Agua y aceite. Las discusiones a favor y en contra de López Obrador se han convertido en agua y aceite. Argumentaciones polarizadas que no admiten zonas intermedias, fusiones o terceras vías, como si una parte de la población hablase una jerga distinta a la otra; las palabras son las mismas pero los significados difieren sustancialmente. Se dice democracia, derechos humanos o equilibrio de poderes y los Silva Herzog, Aguilar Camín y Pardiñas escuchan frases en bronce, inapelables, innegociables. La misma reverencia con la que amloístas otorgan a palabras como pobreza, pueblo o injusticia social.
En cierta manera ambas partes tienen razón.

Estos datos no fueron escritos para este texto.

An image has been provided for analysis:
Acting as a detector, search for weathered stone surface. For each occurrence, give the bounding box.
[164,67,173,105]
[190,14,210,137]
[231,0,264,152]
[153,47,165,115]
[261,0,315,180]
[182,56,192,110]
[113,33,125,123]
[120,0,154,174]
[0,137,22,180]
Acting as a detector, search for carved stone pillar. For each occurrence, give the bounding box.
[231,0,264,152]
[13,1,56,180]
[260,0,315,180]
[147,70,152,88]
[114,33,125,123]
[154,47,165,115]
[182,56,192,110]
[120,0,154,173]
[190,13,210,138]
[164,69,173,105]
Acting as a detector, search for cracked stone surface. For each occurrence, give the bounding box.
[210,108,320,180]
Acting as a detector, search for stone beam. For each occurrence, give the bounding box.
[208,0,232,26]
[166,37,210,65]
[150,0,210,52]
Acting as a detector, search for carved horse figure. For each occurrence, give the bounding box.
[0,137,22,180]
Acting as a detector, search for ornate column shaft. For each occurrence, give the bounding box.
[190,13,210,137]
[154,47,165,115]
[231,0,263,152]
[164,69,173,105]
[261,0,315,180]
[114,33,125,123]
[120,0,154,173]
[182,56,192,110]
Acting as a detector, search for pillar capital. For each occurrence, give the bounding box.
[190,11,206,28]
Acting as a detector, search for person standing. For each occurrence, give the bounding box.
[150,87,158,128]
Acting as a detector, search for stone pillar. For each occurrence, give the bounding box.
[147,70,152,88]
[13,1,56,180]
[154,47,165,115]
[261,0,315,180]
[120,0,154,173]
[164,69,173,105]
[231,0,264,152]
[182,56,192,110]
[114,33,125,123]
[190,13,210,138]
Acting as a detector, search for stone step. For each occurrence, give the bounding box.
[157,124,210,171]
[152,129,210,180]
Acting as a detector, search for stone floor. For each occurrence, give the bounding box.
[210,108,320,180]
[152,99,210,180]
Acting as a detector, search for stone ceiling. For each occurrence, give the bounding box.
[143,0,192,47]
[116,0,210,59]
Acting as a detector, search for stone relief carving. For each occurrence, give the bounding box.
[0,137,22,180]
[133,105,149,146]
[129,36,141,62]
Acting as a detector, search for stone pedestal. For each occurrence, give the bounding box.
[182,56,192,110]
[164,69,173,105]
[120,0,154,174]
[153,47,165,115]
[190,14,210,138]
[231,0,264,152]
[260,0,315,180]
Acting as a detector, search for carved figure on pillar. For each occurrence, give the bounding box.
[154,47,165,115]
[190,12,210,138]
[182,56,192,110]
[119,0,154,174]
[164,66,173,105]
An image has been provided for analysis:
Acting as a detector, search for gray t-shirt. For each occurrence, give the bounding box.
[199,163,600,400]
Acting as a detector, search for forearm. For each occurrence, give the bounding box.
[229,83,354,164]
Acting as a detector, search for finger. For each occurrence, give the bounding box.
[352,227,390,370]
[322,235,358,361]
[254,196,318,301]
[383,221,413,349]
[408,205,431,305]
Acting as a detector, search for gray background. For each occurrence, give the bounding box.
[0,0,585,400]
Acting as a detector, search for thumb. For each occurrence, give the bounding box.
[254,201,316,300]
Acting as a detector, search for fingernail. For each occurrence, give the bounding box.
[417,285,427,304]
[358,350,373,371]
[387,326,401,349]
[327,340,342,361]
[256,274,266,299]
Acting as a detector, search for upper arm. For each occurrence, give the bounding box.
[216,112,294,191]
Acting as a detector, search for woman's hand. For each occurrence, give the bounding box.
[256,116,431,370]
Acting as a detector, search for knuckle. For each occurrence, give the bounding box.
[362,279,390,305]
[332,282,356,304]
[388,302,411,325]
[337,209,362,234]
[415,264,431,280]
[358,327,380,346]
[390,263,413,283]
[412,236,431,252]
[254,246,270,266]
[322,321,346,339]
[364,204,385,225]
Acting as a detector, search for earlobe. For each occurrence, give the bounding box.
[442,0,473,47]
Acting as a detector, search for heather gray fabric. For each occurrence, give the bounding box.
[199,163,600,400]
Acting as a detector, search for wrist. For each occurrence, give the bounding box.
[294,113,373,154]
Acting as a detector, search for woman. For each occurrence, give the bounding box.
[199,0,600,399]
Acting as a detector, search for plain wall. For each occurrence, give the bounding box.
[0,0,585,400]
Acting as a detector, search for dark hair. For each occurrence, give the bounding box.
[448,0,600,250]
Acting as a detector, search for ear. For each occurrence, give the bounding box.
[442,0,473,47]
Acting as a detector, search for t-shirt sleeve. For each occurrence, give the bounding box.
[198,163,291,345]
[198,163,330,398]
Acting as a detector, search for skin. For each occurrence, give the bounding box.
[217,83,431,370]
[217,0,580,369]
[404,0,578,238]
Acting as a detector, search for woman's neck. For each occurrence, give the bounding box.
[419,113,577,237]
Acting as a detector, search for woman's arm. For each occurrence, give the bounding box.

Quisiéramos vivir en una sociedad más democrática y gozar de plenas libertades, pero también desearíamos que fuese más justa y menos desigual. En teoría ambas aspiraciones son reconciliables y mutuamente reforzantes. Pero en la práctica unos y otros difieren en las prioridades, en los sacrificios que supone invertir los escasos recursos en una meta y no en la otra.

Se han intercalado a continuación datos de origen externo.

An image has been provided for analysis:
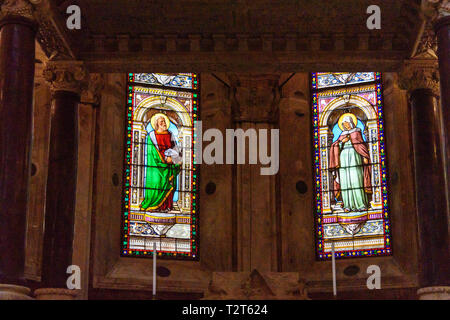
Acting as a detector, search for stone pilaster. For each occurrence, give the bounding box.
[42,61,88,288]
[0,0,37,300]
[399,61,449,293]
[229,74,280,272]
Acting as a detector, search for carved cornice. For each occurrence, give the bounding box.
[422,0,450,22]
[81,73,105,106]
[0,0,41,21]
[43,61,89,95]
[413,28,438,59]
[398,60,440,97]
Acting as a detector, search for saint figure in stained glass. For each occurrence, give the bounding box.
[311,72,392,259]
[329,113,371,212]
[141,113,182,212]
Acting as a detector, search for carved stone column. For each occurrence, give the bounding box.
[400,62,450,294]
[0,0,37,300]
[434,1,450,219]
[229,74,280,272]
[42,61,87,288]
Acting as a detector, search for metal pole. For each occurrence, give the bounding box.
[153,242,156,298]
[331,241,337,297]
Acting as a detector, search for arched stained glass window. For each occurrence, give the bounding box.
[121,73,200,260]
[312,72,392,260]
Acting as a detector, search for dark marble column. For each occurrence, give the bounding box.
[42,62,86,288]
[0,2,37,288]
[411,89,450,287]
[434,16,450,210]
[399,59,450,299]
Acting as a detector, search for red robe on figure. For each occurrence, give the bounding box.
[155,131,175,211]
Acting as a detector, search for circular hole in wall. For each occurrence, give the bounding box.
[344,265,359,277]
[112,173,119,187]
[156,266,170,278]
[205,182,216,194]
[31,163,37,177]
[295,110,305,118]
[391,171,398,184]
[295,180,308,194]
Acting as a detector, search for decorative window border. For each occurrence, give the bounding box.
[120,73,200,261]
[310,72,393,260]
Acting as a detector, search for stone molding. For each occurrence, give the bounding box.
[0,0,42,21]
[34,288,80,300]
[43,61,89,95]
[398,60,440,97]
[204,270,309,300]
[0,284,33,300]
[422,0,450,22]
[417,286,450,300]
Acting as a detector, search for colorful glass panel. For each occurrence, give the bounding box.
[129,73,198,90]
[121,73,199,260]
[312,72,392,260]
[313,72,376,89]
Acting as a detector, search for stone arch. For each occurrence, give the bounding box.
[319,95,377,127]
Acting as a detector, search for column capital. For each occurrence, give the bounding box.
[0,0,42,21]
[422,0,450,22]
[398,60,440,97]
[43,61,89,95]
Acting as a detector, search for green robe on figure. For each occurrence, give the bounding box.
[141,131,181,211]
[329,127,372,211]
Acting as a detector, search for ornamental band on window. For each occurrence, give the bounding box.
[121,73,200,260]
[312,72,392,260]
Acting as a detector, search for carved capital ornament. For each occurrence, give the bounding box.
[398,63,440,97]
[422,0,450,22]
[43,61,89,95]
[0,0,42,21]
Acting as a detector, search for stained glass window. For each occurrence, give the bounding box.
[312,72,392,260]
[121,73,200,260]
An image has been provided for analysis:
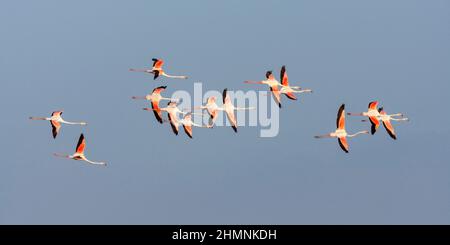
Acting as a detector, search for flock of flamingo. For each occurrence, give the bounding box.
[30,58,409,166]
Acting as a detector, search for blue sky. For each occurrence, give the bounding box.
[0,0,450,224]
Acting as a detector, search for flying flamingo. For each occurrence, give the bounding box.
[314,104,369,153]
[363,107,409,140]
[130,58,188,80]
[131,86,177,123]
[144,101,186,135]
[280,66,312,100]
[53,134,106,166]
[222,89,254,133]
[347,101,380,135]
[194,96,222,128]
[29,111,87,139]
[179,112,205,139]
[244,71,282,108]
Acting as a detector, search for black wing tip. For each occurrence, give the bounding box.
[370,124,377,135]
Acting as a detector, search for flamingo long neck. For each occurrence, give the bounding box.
[347,131,368,137]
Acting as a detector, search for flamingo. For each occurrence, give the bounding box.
[314,104,369,153]
[144,101,186,135]
[130,58,188,80]
[53,134,106,166]
[280,66,312,100]
[179,112,205,139]
[244,71,282,108]
[347,101,380,135]
[29,110,87,139]
[222,89,254,133]
[194,96,222,128]
[362,107,409,140]
[131,86,177,123]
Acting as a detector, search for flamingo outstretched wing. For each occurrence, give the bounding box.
[336,104,345,129]
[338,137,348,153]
[75,134,86,154]
[50,120,61,139]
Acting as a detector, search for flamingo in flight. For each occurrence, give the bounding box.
[53,134,106,166]
[194,96,222,128]
[221,89,254,133]
[131,86,178,123]
[347,101,380,135]
[144,101,186,135]
[130,58,188,80]
[363,107,409,140]
[29,111,87,139]
[244,71,282,108]
[314,104,369,153]
[280,66,312,100]
[179,112,208,139]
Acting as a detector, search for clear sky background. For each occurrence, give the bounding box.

Muchos están dispuestos a sacrificar prácticas democráticas o tirar por la borda un incipiente régimen con equilibrio de poderes si eso permite disminuir la pobreza o mejorar el reparto de la riqueza. A otros eso les parece un crimen de lesa humanidad y una trampa populista. Que alguien se coloque en una u otra posición depende, por supuesto, en gran medida de la atalaya desde la cual se mira.

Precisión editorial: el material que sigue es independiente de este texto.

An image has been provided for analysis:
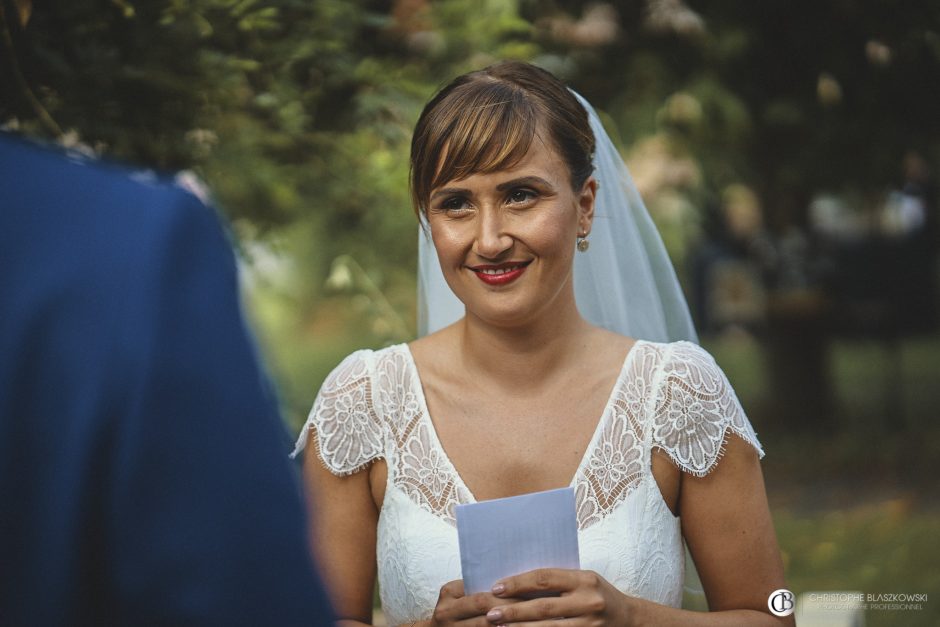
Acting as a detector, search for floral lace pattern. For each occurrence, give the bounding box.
[294,341,763,624]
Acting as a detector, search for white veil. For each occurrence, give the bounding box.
[418,93,697,342]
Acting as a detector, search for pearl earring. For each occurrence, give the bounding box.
[578,233,591,253]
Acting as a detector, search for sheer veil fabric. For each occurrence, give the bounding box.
[418,93,697,342]
[418,92,704,607]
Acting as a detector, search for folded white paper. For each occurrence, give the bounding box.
[457,488,581,594]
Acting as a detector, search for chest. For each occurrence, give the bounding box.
[424,377,615,499]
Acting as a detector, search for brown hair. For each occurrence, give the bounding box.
[411,61,594,215]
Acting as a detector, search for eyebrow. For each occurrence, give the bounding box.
[431,176,555,200]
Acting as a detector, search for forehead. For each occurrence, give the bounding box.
[432,133,568,190]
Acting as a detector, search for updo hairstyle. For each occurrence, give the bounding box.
[411,61,594,217]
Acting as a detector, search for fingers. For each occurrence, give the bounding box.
[432,580,517,627]
[486,568,606,627]
[493,568,593,598]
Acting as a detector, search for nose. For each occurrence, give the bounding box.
[473,210,513,259]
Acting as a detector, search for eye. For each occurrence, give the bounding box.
[506,188,538,205]
[436,196,470,215]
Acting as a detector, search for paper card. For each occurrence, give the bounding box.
[457,488,581,594]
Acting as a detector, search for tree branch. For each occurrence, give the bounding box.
[0,0,62,137]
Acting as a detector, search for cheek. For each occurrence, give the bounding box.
[517,210,577,257]
[430,222,468,266]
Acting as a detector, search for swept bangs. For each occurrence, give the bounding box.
[411,80,543,216]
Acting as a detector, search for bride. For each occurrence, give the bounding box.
[295,62,792,626]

Para quien queda atrapado veinte minutos en el Metro por tercera vez en la semana entre sofocones insoportables o es asaltado una vez por mes en los peseros que trepan colinas sin servicio de agua potable, el equilibrio de poderes entre el ejecutivo y el legislativo es una exquisitez pequeño burguesa aunque no lo exprese así. Para ellos es más grave que el aguacate haya desaparecido de su canasta porque su ingreso ha perdido poder adquisitivo. Por desgracia la democracia no se come. Peor aún, algunos comienzan a sospechar que la democracia se los come a ellos.
La casi media hora dedicada por López Obrador a fustigar los impactos del neoliberalismo durante su discurso de toma de protesta ni hizo sino poner en boca de todos lo que la estadística ya había mostrado. La apertura, la globalización, la fragmentación del poder político (que no económico, cada vez más concentrado) ha provocado el descontento de muchos porque no ha resuelto la desigualdad o la inseguridad pública.
En el sexenio de Enrique Peña Nieto aumentó la población en situación de pobreza (aunque disminuyó la que vive en pobreza extrema). Pero la percepción de desigualdad aumentó, ante el enriquecimiento desmesurado de los sectores punta. En ese sentido, la desigualdad se hizo más visible e insoportable.